Mit ihnen kann eine zweite Person einen Rollstuhlfahrer Treppen hoch- oder heruntertransportieren. Ein spezielles, meist batterie-betriebenes Räder- oder Raupensystem macht die Rollifahrer so leicht und "geländegängig".

Hier war ein von der Krankenkasse finanzierter Treppensteiger bislang eine kostengünstige Alternative, gerade auch für Personen mit geringem Einkommen. Nach dem Urteil des Bundessozialgerichts fällt diese Möglichkeit nun weg. Und da nicht zu erwarten ist, dass andere Sozialleistungsträger, wie z.B. die Sozialämter nun problemlos die Kosten übernehmen werden, muss man befürchten, dass gerade Personen mit geringem Einkommen unter den Folgen dieses Urteils zu leiden haben.

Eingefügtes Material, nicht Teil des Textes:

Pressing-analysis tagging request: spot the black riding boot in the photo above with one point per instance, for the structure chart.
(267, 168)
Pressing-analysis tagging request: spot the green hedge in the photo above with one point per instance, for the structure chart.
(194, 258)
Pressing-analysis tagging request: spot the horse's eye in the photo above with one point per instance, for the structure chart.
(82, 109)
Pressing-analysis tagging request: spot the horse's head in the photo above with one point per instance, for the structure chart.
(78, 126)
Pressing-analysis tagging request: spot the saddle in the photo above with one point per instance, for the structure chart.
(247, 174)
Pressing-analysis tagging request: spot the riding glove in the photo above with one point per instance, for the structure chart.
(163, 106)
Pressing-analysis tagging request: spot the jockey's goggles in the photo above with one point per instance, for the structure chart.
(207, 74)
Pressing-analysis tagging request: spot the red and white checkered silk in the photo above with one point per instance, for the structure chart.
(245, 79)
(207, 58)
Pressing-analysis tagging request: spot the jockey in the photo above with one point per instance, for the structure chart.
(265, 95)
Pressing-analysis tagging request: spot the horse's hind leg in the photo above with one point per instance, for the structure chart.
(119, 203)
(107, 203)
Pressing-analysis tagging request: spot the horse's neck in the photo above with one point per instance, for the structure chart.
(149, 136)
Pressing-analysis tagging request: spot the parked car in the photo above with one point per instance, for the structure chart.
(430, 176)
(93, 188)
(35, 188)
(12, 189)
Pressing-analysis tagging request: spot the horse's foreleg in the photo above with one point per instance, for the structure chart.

Weltfremde Sichtweise: treppenfreie Umwelt

Im Übrigen erscheint die Sichtweise der Richter, die für ihre Beurteilung eine treppen- und barrierefreie Umwelt als Regelmaßstab anlegen, doch ziemlich weltfremd. Wer als Rollstuhlfahrer schon einmal eine rolligerechte Wohnung gesucht hat, weiß, wie schwer dies ist und wie wenig wirklich rollstuhltaugliche Wohnungen vorhanden sind. Oft müssen sich die Betroffenen dann mit unzureichenden Wohnbedingungen arrangieren.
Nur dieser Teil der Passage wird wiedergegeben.